Der Rat für nachhaltige Entwicklung zeichnet die Bürgerwerke mit dem Qualitätssiegel Werkstatt N aus. Der unabhängige Zusammenschluss von mehr als 10 000 Bürgern, zu dem auch die Mitglieder des Furtwanger Vereins Energiewende gehören, wird damit für sein Engagement für die Energiewende in Bürgerhand geehrt.

Zum fünften Mal vergibt der Rat für nachhaltige Entwicklung sein Qualitätssiegel an richtungweisende Ideen und Projekte, die nachhaltiges Denken und Handeln im Alltag lebendig machen.
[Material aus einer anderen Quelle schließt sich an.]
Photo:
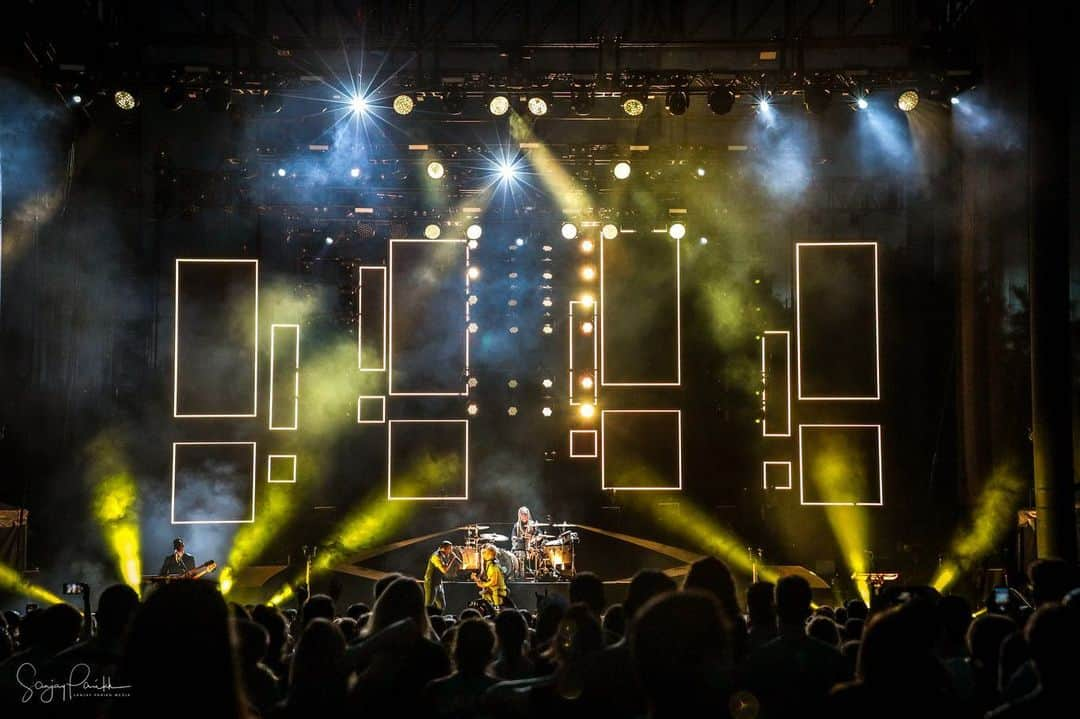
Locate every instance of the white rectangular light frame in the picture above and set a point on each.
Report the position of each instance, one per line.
(360, 319)
(678, 424)
(678, 325)
(765, 474)
(765, 388)
(880, 458)
(296, 377)
(390, 435)
(270, 459)
(172, 502)
(390, 320)
(798, 323)
(382, 401)
(176, 339)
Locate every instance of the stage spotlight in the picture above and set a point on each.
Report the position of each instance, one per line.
(817, 97)
(538, 106)
(124, 99)
(218, 97)
(172, 97)
(454, 102)
(633, 106)
(435, 170)
(498, 106)
(581, 102)
(720, 100)
(404, 104)
(677, 102)
(908, 100)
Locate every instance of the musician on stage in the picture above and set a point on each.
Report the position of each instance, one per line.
(178, 561)
(439, 564)
(491, 583)
(524, 529)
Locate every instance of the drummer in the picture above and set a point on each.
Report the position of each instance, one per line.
(525, 528)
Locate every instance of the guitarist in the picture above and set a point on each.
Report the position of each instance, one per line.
(439, 564)
(493, 583)
(178, 561)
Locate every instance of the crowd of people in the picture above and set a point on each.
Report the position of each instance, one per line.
(667, 650)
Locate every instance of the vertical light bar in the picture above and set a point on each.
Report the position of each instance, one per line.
(372, 270)
(289, 370)
(768, 380)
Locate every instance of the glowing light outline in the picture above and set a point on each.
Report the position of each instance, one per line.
(270, 459)
(877, 329)
(381, 398)
(172, 501)
(296, 379)
(360, 316)
(390, 311)
(880, 458)
(176, 339)
(390, 434)
(765, 431)
(596, 444)
(765, 475)
(678, 424)
(678, 323)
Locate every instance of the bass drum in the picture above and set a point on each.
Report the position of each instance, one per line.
(511, 567)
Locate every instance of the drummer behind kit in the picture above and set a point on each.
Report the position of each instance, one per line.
(543, 556)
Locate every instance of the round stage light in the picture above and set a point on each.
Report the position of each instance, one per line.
(124, 99)
(633, 107)
(404, 104)
(498, 106)
(538, 106)
(677, 102)
(720, 100)
(908, 100)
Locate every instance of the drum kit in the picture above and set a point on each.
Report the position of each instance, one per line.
(543, 556)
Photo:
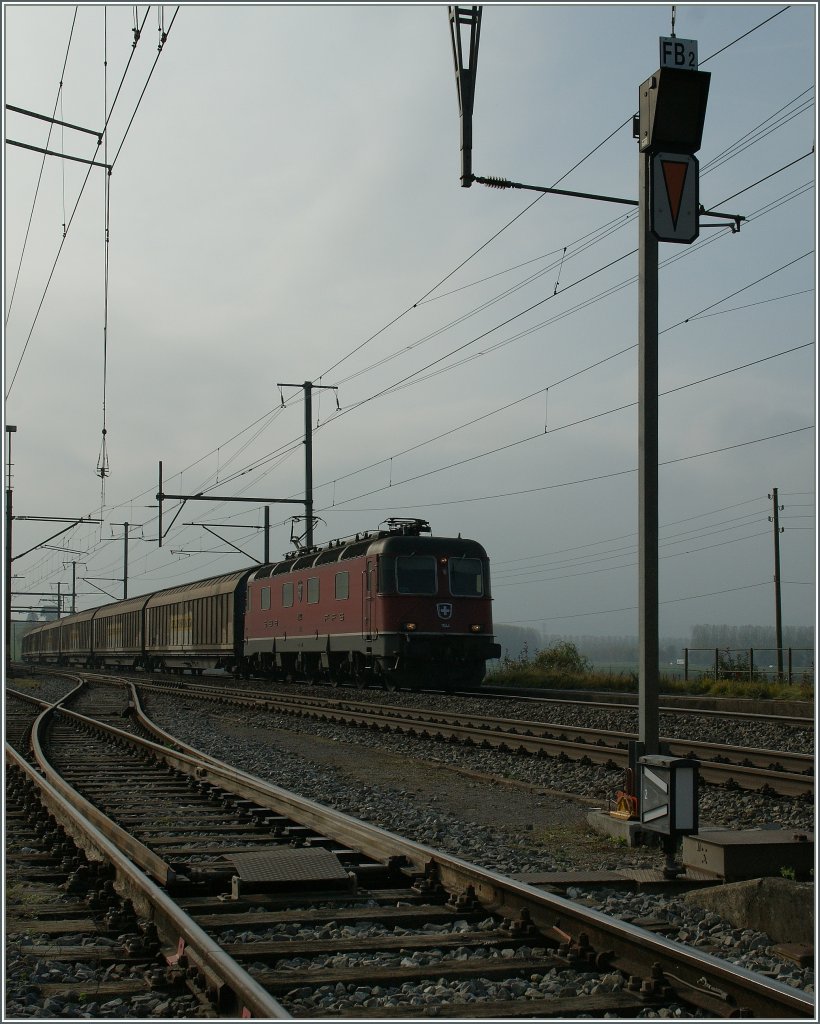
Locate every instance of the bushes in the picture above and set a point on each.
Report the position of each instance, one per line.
(562, 656)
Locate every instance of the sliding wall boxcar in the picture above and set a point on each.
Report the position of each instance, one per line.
(47, 641)
(118, 633)
(76, 637)
(198, 625)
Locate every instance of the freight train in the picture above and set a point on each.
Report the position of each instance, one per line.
(391, 606)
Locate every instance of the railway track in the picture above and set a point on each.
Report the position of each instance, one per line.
(781, 772)
(273, 905)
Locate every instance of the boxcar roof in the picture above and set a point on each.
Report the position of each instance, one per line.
(202, 588)
(121, 607)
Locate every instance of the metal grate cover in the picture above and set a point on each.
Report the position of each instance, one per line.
(286, 864)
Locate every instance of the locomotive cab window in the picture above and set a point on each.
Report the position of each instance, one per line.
(416, 574)
(466, 578)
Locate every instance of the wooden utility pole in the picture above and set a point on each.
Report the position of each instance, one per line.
(774, 519)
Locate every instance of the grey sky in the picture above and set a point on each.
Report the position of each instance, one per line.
(289, 189)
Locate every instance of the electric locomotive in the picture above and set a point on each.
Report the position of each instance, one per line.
(391, 606)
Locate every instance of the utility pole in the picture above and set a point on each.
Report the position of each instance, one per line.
(10, 429)
(775, 520)
(648, 679)
(308, 387)
(74, 565)
(126, 526)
Zu den ausgezeichneten Projekten gehören 2016 auch die Bürgerwerke als Zusammenschluss von fast 50 Energiegenossenschaften und mehr als 10 000 Bürgern, die gemeinsam die Energiewende vorantreiben.

„Alle ausgezeichneten Initiativen sind wichtige Vorbilder für eine gelebte Nachhaltigkeit mitten in der Gesellschaft. Sie zeigen auf kreative und innovative Weise, wie ein verantwortungsvoller Umgang untereinander, in der Wirtschaft und mit der Umwelt gelingen kann“, resümiert die Ratsvorsitzende Marleen Thieme. Zu den Bürgerwerken gehört auch der Energiewende-Verein, der die Energiewende in Furtwangen voranbringt. Die Vereinsvorstände Richard Kugele und Felix Duffner freuen sich über die Auszeichnung und sehen sie als Bestätigung für die Arbeit des Vereins: „Die Zukunft unserer Energieversorgung ist erneuerbar, regional und unabhängig – genau dafür setzt sich der Verein gemeinsam mit den Bürgerwerken ein. Wir Bürger nehmen hier vor Ort unsere Energieversorgung selbst in die Hand. Wir freuen uns sehr, dass der Rat für nachhaltige Entwicklung uns dafür auszeichnet.“

Der Energiewende-Verein versorgt im Verbund der Bürgerwerke Haushalte und Unternehmen mit erneuerbarem Bürgerstrom aus Sonnen-, Wind- und Wasserkraft. Alle Erzeugungsanlagen werden auf der Internetseite der Bürgerwerke vorgestellt, so dass jeder Kunde nachvollziehen kann, wo sein Strom produziert wird. Als Energieversorger für die Region setzt sich der Verein dafür ein, dass die Energiewende im oberen Bregtal mit neuen Erneuerbaren-Energie-Anlagen, wie zum Bespiel dem reaktivierten Wasserkraftwerk Linach, weiter vorangeht. Damit engagieren sich die Energiebürger des Vereins für Klimaschutz, regionale Wertschöpfung und die Akzeptanz der Energiewende.